As is happening with many companies struggling with this still troubled global economy, the Piaggio Group says it plans to spend the coming months seeking ways to boost worker productivity while minimizing costs.
Piaggio Group net profit for the first six months of the year to June 30 was €25.7 million ($36.5 million), down 45.6 percent compared to €47.3 million in the first half of 2008. Net sales for the recently ended half-year amounted to €795.6 million ($1.3 billion), down 11.6 percent compared to €900.3 million during the same six months last year.
First-half consolidated vehicle sales totaled 314,200 units, down 15.6 percent compared to 372,700 units sold during the first half of 2008. Compared with the first half of 2008, demand fell 44 percent in the United States, 17 percent in Europe and 6.9 percent in Italy.
Despite reduced sales, Piaggio Group Chairman Roberto Colaninno says particular attention will be given to the consolidation of the scooter business in North America and Europe; the re-launch of the Moto Guzzi brand; expansion of the Aprilia motorcycle range; and a concentration on new investments such as hybrid engines, Vespa scooter production in Vietnam and a new engine plant in India.
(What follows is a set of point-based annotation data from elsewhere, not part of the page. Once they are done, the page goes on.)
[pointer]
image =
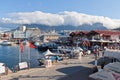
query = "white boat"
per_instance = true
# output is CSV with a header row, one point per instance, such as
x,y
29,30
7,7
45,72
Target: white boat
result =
x,y
6,43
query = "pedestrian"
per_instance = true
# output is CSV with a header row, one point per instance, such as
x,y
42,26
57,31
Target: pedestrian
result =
x,y
103,51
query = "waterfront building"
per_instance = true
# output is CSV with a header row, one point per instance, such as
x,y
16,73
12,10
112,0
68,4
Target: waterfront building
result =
x,y
49,37
101,38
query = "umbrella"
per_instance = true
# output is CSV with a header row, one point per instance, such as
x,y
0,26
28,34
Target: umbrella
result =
x,y
113,66
1,64
48,52
105,75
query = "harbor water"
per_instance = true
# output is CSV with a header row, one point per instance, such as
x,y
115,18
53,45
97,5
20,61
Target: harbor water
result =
x,y
10,55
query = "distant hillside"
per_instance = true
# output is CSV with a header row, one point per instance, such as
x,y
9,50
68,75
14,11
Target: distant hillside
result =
x,y
117,29
96,26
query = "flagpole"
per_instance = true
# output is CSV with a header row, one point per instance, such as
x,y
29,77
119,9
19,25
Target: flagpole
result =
x,y
19,53
29,57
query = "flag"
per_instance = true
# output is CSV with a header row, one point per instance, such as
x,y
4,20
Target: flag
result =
x,y
31,45
21,47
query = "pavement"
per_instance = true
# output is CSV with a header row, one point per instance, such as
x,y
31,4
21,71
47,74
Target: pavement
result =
x,y
69,69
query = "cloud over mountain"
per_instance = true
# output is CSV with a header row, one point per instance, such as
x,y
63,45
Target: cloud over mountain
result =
x,y
62,18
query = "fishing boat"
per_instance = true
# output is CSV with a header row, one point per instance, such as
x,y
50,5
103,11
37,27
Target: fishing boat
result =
x,y
6,43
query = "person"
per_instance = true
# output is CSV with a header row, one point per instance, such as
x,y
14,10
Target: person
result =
x,y
95,53
103,51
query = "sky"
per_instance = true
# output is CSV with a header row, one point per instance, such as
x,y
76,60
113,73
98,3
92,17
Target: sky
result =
x,y
64,11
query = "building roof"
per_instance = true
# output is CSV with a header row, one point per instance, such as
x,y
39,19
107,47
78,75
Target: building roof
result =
x,y
105,32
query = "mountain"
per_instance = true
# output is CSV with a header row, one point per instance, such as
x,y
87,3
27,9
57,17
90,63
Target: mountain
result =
x,y
96,26
117,29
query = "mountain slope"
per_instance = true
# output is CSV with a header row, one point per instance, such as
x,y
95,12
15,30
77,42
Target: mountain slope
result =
x,y
96,26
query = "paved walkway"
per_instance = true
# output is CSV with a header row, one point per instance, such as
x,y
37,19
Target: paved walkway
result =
x,y
63,70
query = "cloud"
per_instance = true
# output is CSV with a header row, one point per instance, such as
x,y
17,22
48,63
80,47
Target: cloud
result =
x,y
62,18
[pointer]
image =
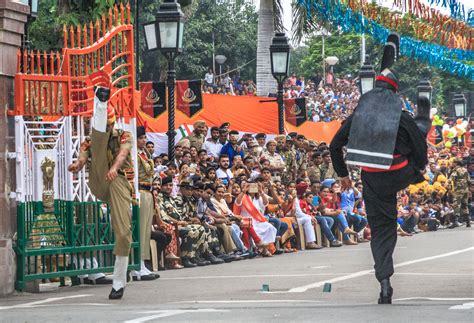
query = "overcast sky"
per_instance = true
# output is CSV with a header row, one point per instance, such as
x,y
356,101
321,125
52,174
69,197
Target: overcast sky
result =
x,y
468,4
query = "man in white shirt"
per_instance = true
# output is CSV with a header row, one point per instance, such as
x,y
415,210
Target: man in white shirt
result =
x,y
223,172
212,144
209,78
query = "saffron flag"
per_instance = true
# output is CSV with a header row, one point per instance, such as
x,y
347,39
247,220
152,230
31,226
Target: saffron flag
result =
x,y
153,98
295,111
189,97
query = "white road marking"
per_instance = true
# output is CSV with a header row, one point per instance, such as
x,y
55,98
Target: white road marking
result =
x,y
432,274
249,301
305,288
250,276
48,300
167,313
433,299
465,306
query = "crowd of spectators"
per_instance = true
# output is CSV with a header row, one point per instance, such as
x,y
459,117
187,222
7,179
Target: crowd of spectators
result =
x,y
237,196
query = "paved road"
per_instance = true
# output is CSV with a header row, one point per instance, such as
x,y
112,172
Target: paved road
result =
x,y
434,282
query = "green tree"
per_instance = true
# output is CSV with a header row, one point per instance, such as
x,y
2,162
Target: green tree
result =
x,y
347,48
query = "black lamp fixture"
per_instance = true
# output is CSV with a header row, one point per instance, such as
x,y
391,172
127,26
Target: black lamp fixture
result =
x,y
280,64
366,76
459,102
33,8
424,89
166,35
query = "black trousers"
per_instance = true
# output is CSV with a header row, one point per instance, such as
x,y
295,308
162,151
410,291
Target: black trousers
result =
x,y
380,197
162,239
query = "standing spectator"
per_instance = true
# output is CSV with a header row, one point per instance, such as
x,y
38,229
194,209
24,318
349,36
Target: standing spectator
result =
x,y
209,78
212,145
196,139
232,148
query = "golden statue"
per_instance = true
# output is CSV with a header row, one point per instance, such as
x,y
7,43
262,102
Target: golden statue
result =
x,y
47,167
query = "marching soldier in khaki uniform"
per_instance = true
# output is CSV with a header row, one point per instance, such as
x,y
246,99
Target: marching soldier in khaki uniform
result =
x,y
287,157
110,173
460,183
198,136
145,185
300,157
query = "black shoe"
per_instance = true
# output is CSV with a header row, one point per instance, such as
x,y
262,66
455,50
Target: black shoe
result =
x,y
252,254
148,265
200,262
116,294
213,259
145,277
386,292
335,243
455,224
226,258
187,263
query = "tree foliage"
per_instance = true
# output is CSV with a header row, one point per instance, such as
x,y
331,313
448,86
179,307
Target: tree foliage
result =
x,y
347,48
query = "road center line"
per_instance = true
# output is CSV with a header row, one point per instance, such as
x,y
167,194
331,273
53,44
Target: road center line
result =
x,y
305,288
47,300
167,313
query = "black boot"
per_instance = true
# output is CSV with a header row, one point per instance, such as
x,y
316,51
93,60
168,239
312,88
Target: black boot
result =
x,y
386,292
213,259
467,218
187,263
455,223
116,294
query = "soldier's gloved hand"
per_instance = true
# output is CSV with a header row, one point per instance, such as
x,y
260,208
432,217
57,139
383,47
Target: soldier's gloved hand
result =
x,y
111,175
422,118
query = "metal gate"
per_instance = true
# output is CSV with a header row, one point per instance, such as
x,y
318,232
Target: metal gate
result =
x,y
62,230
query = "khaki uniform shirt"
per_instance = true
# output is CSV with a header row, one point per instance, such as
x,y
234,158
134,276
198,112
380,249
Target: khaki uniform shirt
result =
x,y
196,140
118,140
145,168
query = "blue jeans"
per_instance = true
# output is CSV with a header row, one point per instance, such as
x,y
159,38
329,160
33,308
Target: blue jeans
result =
x,y
326,223
235,232
342,224
280,226
358,222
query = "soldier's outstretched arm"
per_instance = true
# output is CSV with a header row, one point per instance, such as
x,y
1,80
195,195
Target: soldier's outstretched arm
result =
x,y
78,164
118,162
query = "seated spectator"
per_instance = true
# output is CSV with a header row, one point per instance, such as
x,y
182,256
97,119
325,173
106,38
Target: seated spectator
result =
x,y
330,208
251,205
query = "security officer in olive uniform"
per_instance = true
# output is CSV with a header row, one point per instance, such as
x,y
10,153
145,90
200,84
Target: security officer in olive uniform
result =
x,y
460,183
288,157
110,176
145,183
191,232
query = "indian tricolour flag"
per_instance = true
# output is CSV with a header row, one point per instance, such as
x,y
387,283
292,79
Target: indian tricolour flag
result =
x,y
185,130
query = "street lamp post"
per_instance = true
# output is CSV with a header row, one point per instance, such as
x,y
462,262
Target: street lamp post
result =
x,y
366,76
459,102
331,61
220,59
166,35
424,89
280,62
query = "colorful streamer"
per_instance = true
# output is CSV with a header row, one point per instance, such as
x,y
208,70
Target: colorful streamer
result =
x,y
435,55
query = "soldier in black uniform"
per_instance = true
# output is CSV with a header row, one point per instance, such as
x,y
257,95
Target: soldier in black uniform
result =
x,y
379,123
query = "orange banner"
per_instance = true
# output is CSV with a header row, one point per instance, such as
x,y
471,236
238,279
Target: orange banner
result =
x,y
244,113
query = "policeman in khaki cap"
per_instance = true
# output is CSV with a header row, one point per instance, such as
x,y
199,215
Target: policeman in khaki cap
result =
x,y
145,183
110,176
460,183
198,136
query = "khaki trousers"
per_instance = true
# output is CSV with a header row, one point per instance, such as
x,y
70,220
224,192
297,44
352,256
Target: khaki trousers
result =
x,y
227,242
146,218
117,193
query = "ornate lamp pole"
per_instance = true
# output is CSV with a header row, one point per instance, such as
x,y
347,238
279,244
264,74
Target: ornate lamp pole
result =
x,y
280,62
166,35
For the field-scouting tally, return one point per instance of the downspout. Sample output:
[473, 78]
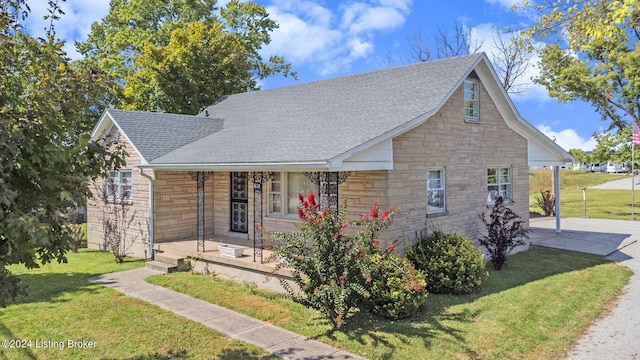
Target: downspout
[150, 219]
[556, 191]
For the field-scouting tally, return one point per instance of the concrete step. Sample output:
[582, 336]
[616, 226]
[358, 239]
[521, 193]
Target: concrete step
[161, 266]
[172, 259]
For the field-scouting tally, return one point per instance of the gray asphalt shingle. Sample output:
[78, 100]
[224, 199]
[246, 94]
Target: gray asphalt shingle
[316, 121]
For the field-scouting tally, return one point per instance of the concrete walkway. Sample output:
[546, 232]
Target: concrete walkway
[282, 343]
[616, 336]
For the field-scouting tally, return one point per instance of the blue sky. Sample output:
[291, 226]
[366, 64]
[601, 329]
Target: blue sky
[324, 39]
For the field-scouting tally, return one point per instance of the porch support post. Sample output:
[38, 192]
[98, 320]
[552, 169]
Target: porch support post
[258, 178]
[200, 177]
[556, 191]
[329, 182]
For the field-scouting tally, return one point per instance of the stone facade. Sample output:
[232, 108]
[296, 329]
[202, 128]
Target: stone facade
[98, 212]
[464, 149]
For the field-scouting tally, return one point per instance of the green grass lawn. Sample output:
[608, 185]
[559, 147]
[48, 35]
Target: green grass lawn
[535, 308]
[62, 305]
[601, 203]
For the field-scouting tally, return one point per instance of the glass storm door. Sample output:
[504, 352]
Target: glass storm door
[239, 202]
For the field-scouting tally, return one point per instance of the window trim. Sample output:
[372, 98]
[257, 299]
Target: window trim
[284, 187]
[476, 101]
[499, 183]
[443, 180]
[119, 184]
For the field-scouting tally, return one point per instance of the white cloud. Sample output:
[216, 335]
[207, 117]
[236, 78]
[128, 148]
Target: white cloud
[329, 40]
[361, 17]
[506, 3]
[75, 24]
[568, 138]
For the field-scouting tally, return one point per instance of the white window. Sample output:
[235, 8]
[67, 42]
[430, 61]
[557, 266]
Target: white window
[119, 184]
[471, 100]
[284, 190]
[435, 191]
[498, 184]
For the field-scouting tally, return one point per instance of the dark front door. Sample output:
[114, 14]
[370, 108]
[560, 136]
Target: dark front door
[239, 202]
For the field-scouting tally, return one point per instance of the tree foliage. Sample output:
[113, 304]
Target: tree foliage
[337, 270]
[46, 155]
[580, 155]
[592, 54]
[180, 55]
[510, 58]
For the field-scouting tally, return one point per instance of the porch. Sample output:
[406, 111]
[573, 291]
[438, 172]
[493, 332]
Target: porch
[183, 254]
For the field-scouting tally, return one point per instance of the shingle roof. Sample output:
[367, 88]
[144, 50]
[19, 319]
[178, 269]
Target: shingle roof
[311, 123]
[320, 120]
[156, 134]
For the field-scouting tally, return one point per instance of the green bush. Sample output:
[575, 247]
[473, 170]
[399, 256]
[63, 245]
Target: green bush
[452, 264]
[397, 290]
[330, 264]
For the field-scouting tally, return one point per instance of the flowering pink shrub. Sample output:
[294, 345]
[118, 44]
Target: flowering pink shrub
[335, 271]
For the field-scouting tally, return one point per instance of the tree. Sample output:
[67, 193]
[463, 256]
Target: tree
[179, 55]
[580, 155]
[592, 54]
[511, 54]
[337, 270]
[46, 154]
[613, 146]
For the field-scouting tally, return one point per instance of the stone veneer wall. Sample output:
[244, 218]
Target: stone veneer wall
[466, 150]
[139, 208]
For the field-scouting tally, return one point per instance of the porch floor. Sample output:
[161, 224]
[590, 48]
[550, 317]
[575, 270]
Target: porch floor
[189, 248]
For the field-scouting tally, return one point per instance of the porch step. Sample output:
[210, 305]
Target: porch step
[171, 259]
[161, 266]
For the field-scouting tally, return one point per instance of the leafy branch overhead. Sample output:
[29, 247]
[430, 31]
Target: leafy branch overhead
[592, 54]
[180, 56]
[47, 111]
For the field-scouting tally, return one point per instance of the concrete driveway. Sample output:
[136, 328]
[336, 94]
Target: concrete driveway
[616, 336]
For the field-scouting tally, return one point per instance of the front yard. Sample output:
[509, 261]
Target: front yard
[63, 306]
[535, 308]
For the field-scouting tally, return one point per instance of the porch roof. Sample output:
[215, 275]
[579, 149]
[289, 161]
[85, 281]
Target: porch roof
[345, 123]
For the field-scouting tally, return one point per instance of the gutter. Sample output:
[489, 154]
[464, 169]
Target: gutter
[306, 165]
[150, 254]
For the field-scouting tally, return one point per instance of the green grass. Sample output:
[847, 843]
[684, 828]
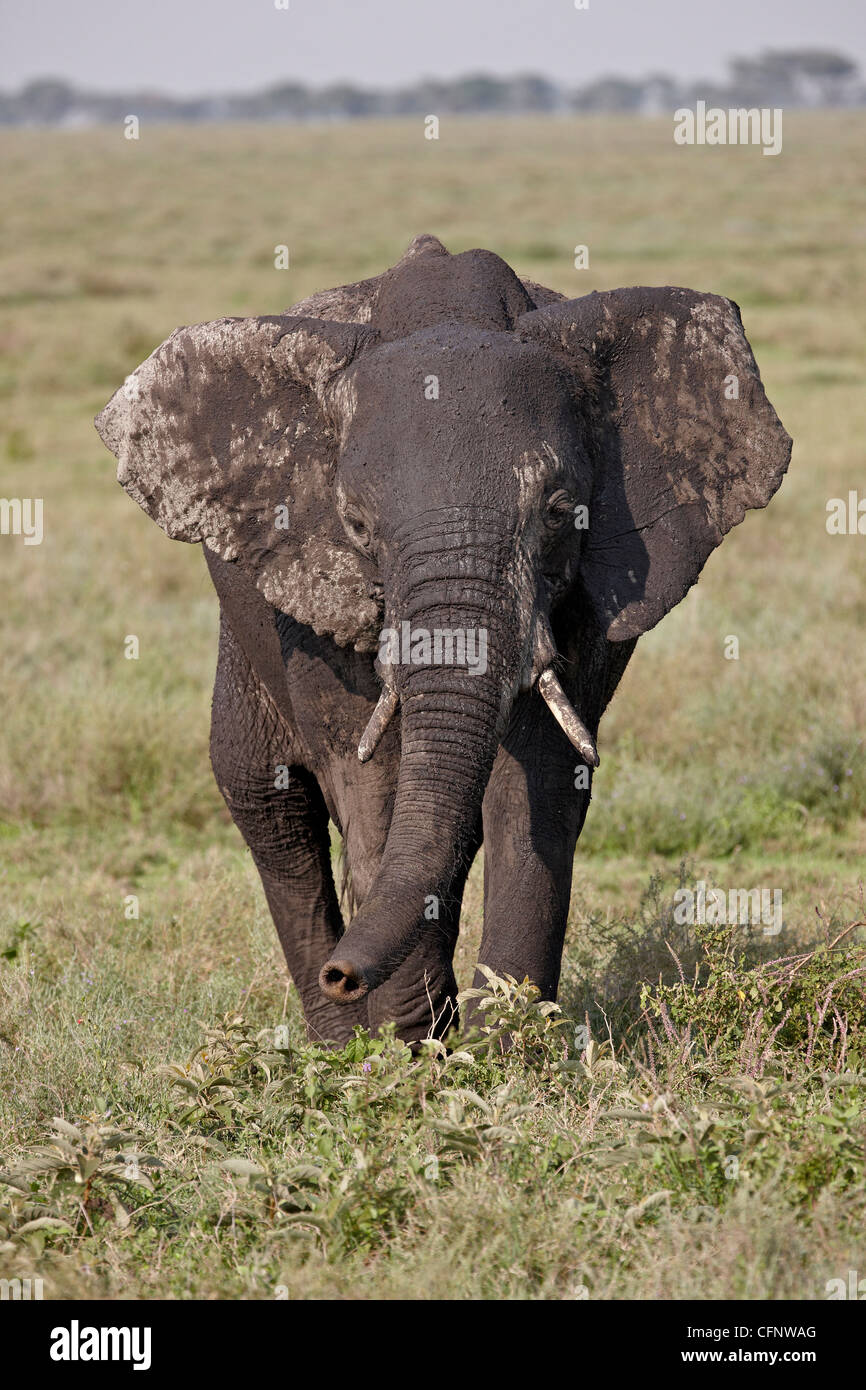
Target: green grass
[749, 770]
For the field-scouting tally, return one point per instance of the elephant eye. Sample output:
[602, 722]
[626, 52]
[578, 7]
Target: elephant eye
[560, 509]
[357, 528]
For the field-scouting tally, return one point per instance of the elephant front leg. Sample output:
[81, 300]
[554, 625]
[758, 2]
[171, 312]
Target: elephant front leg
[281, 813]
[420, 997]
[534, 809]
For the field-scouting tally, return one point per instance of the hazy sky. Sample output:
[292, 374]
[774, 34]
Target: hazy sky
[189, 46]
The Piaggio Group in North America includes Aprilia, Moto Guzzi, Piaggio and Vespa. In other parts of the world the company also markets product under the Ape, Derbi, Gilera and Piaggio Commercial Vehicles brand names.
The Piaggio Group had net sales of €1.570 billion ($2.006 billion) in its year ended Dec. 31, 2008, down 7.2 percent from net sales of €1.692 billion in 2007. The company sold 648,600 vehicles in 2008, down 8.5 percent compared to 708,500 vehicles sold in 2007. Vehicle sales in North America last year grew 28.7 percent to 31,600 units.